Cause I can see the light of a clear blue morning
I can see the light of a brand new day
I can see the light of a clear blue morning
And everythings gonna be all right
Its gonna be okay

The Light of Clear Blue Morning, Dolly Parton

 

Two Doors Down, They’re Laughing and Drinking and Having a Party

The poetess, prophetess and all around goddess Dolly Parton once sang those words in the headline. And last night, two doors down, they were actually having a party. Unlike the lyrics in Miss Parton’s song however, I was not “crying my heart out and feeling sorry.” I was just annoyed. I mean hi. It was a Tuesday. Like who parties and gets loud on a week night? Oh yeah. Right. Never mind.

After I removed the stick out of my ass, realized it was only 9pm, and laughed with the husband about wanting to move, I calmed down. I figured I kept hundreds of neighbors awake with my drunken shenanigans the least I could do is let our usually quiet neighbors off the hook. Unlike my exploits, they wrapped it up early, clearly out of consideration for those around them. Again, not how I used to party.

When I first got sober and I was living by the beach, I would go outside for a cigarette and always hear some kind of function or party. It was that kind of barbecue, drink wine all night sort of Southern Californian neighborhood. Sadly, I was no longer on the guest list for those sorts of get togethers.  I felt terribly alone those first few months. I left all of my drinking buddies on the East side and hadn’t met many people. Hearing people have fun or looking at pictures on Facebook of my old friends sipping margaritas on a patio made me feel like everybody was having more fun than I was. When I told my sponsor this he said, “That’s because they are having more fun than you are.” He was right. Getting sober and breaking up with my partner of 12 years wasn’t supposed to be fun. But did it mean I was never going to have fun now that I got sober? Hell no.
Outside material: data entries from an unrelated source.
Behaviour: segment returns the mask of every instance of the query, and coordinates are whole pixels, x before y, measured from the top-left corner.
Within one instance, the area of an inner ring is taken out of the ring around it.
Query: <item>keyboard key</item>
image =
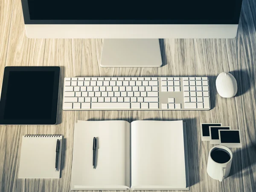
[[[80,109],[81,108],[81,103],[73,103],[73,109]]]
[[[189,90],[191,91],[195,91],[195,86],[189,86]]]
[[[184,86],[183,87],[183,90],[184,91],[189,91],[189,86]]]
[[[135,81],[130,81],[130,86],[135,86]]]
[[[203,105],[203,103],[197,103],[197,107],[198,109],[202,109],[204,108],[204,105]]]
[[[195,85],[197,86],[201,86],[202,81],[195,81]]]
[[[152,87],[152,91],[158,91],[158,87]]]
[[[84,102],[90,102],[91,98],[90,97],[85,97]]]
[[[121,96],[127,97],[127,92],[125,92],[124,91],[121,92]]]
[[[175,86],[180,86],[180,81],[174,81],[174,85]]]
[[[185,109],[196,108],[196,103],[185,103],[184,105]]]
[[[142,86],[142,81],[136,81],[136,86]]]
[[[63,103],[63,109],[72,109],[73,107],[73,103]]]
[[[111,97],[105,97],[105,102],[111,102]]]
[[[71,86],[71,81],[65,81],[65,86]]]
[[[108,96],[109,97],[113,97],[114,96],[114,93],[113,92],[109,91],[108,92]]]
[[[168,104],[168,108],[169,109],[174,109],[175,108],[175,104],[174,103],[169,103]]]
[[[202,82],[203,85],[207,86],[208,85],[208,81],[203,81]]]
[[[111,102],[117,102],[117,97],[111,97]]]
[[[142,109],[148,109],[148,103],[141,103],[140,104]]]
[[[209,97],[209,92],[208,91],[203,91],[203,95],[204,97]]]
[[[77,85],[79,86],[84,86],[84,81],[78,81],[77,82]]]
[[[150,109],[158,109],[158,108],[158,108],[158,103],[149,103],[149,108]]]
[[[208,91],[209,89],[208,86],[203,86],[203,90],[204,91]]]
[[[197,97],[196,99],[198,102],[203,102],[203,97]]]
[[[84,102],[84,97],[79,97],[78,102],[80,103],[83,103]]]
[[[124,86],[129,86],[129,81],[123,81],[123,85]]]
[[[65,97],[74,97],[75,92],[67,92],[64,93],[64,96]]]
[[[92,109],[130,109],[130,103],[92,103]]]
[[[168,87],[168,92],[173,92],[174,91],[174,87]]]
[[[190,102],[190,99],[188,97],[184,97],[184,102]]]
[[[116,85],[116,81],[110,81],[110,86],[115,86]]]
[[[94,97],[94,93],[95,92],[88,92],[88,96],[89,97]]]
[[[174,87],[174,91],[180,91],[180,87],[179,86],[175,86]]]
[[[188,81],[183,81],[183,85],[188,86],[189,85],[189,83]]]
[[[76,93],[76,97],[81,97],[82,96],[81,92],[75,92],[75,93]]]
[[[117,97],[117,102],[124,102],[123,97]]]
[[[148,86],[148,81],[142,81],[142,85],[143,86]]]
[[[170,103],[174,103],[174,98],[169,98],[168,99],[168,102]]]
[[[132,103],[131,106],[132,109],[140,109],[140,103]]]
[[[158,92],[147,92],[147,95],[148,97],[158,97]]]
[[[158,102],[158,97],[144,97],[144,102]]]
[[[65,87],[65,91],[73,91],[74,87]]]
[[[162,108],[163,109],[166,109],[168,108],[168,104],[167,103],[162,104]]]
[[[82,92],[82,97],[87,97],[88,96],[88,92]]]
[[[125,102],[130,102],[130,97],[125,97],[124,101]]]
[[[158,85],[158,81],[149,81],[148,85],[152,86],[157,86]]]
[[[167,86],[167,81],[161,81],[161,84],[162,84],[162,86]]]
[[[64,97],[64,102],[77,102],[78,101],[78,98],[77,97]]]
[[[184,97],[189,97],[190,96],[189,92],[186,91],[186,92],[183,92],[183,94],[184,94]]]
[[[74,87],[74,91],[80,91],[80,87]]]
[[[195,85],[195,81],[189,81],[189,85],[190,85],[190,86]]]
[[[196,96],[196,92],[195,91],[191,91],[190,92],[190,96],[195,97]]]
[[[152,87],[146,86],[145,87],[146,91],[151,91],[152,90]]]
[[[137,97],[137,102],[143,102],[143,97]]]
[[[91,86],[96,86],[97,84],[97,81],[90,81]]]
[[[203,92],[196,92],[197,96],[201,97],[203,96]]]
[[[196,97],[190,97],[190,102],[196,102]]]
First of all, I truly believe that fun is subjective. Sure drinking for me was under the guise of “fun” but it never really was that much fun. Unless blackouts and throwing shoes at people is your idea of a party. I wanted to have fun and wanted to be lively and loved and the life of the party. For a few minutes I was but after awhile, the blacking out and shoe throwing would commence. I guess I didn’t really know how to have a good time even though I was always looking for one. And you will never hear me say in a meeting, “sobriety can be fun!’ because sobriety itself isn’t supposed to be fun. It’s supposed to save my life and that life can be filled with fun. But I got sober so I could be happy so that meant I had to find fun in different things. I sort of returned to what I thought of as fun as a kid– going to the movies, petting dogs, roller skating, coloring with my niece. And then there was the new fun in things like always knowing where my phone was or waking up without anxiety. I’ve gone dancing and been to parties and seen concerts sober and it’s all been a good time. Do I have to do those things to make myself seem a fun person? Again, hell no. I’m not terribly interested (anymore) in if anyone thinks I’m boring.

Today, fun for me looks like taking a walk to get an ice cream cone or decorating cookies with my other niece or spending all day at the bookstore with my husband. But let’s hear from you– what’s your idea of fun and how has it changed since you got sober?